When to Use groupByKey

groupByKey is appropriate when you need the full list of values for each key and cannot reduce them with a simple function:

# Collecting all orders per customer for further processing
orders = sc.parallelize([
("C001", {"product": "Laptop", "amount": 1200}),
("C002", {"product": "Mouse", "amount": 25}),
("C001", {"product": "Monitor","amount": 400}),
("C002", {"product": "Keyboard","amount": 60}),
])
customer_orders = orders.groupByKey().mapValues(list)
customer_orders.collect()
# [("C001", [{"product": "Laptop", ...}, {"product": "Monitor", ...}]),
# ("C002", [{"product": "Mouse", ...}, {"product": "Keyboard",...}])]

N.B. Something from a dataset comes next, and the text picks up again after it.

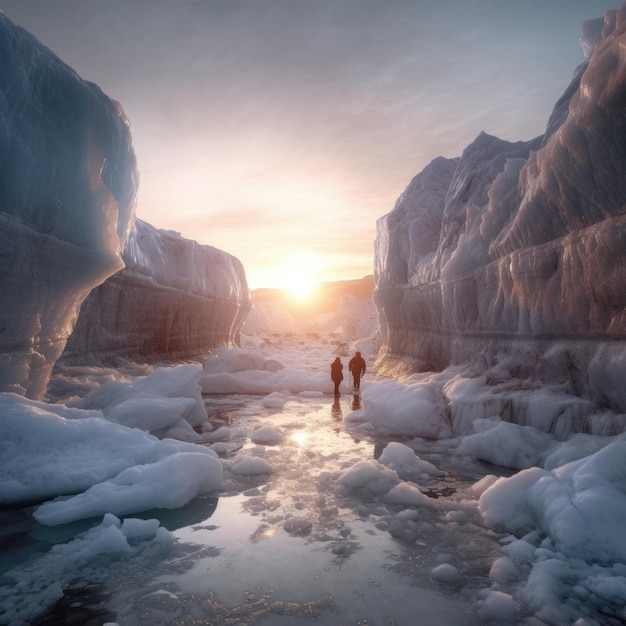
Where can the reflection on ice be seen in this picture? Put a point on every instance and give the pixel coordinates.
(353, 507)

Working with ResultIterable

groupByKey returns a ResultIterable, not a list. Convert to list before reusing:

grouped = pairs.groupByKey()
# Convert to list for multiple passes
grouped.mapValues(list).collect()
# Use directly in a single pass (more memory-efficient)
def process_group(key, values):
# values is a ResultIterable — can only iterate ONCE
return (key, sorted(values))
grouped.map(lambda kv: process_group(kv[0], kv[1])).collect()

groupByKey vs reduceByKey

data = sc.parallelize([("a", 1), ("b", 2), ("a", 3), ("b", 4)])
# groupByKey — network sends: ("a", [1, 3]), ("b", [2, 4])
data.groupByKey().mapValues(sum).collect()
# [("a", 4), ("b", 6)]
# reduceByKey — network sends subtotals: ("a", 4), ("b", 6)
data.reduceByKey(lambda x, y: x + y).collect()
# [("a", 4), ("b", 6)]
# For aggregation: ALWAYS prefer reduceByKey
# For collecting lists: groupByKey is appropriate

DataFrame Equivalent

from pyspark.sql import functions as F
df = spark.createDataFrame(
[("alice", "Engineering"), ("bob", "Marketing"), ("alice", "Backend")],
["name", "skill"]
)
# Collect values into an array (equivalent to groupByKey + list)
df.groupBy("name").agg(F.collect_list("skill").alias("skills")).show()
# +-----+--------------------------+
# | name| skills|
# +-----+--------------------------+
# |alice|[Engineering, Backend] |
# | bob|[Marketing] |
# +-----+--------------------------+
# Aggregate instead (equivalent to groupByKey + sum)
df_nums = spark.createDataFrame([("a", 1), ("b", 2), ("a", 3)], ["key", "value"])
df_nums.groupBy("key").agg(F.sum("value").alias("total")).show()

Performance Warning

For large datasets, groupByKey can cause OOM errors because all values for a key must fit in a single executor’s memory:

# If a single key has millions of values, this partition won't fit in memory:
hot_key_rdd = sc.parallelize(
[("popular_product", i) for i in range(10_000_000)] # 10M values for one key
)
# hot_key_rdd.groupByKey().count() # ← Risk: OutOfMemoryError
# Solution: use aggregateByKey for partial aggregation
hot_key_rdd.aggregateByKey(
0,
lambda acc, v: acc + v, # Within partition
lambda a, b: a + b # Across partitions
).collect()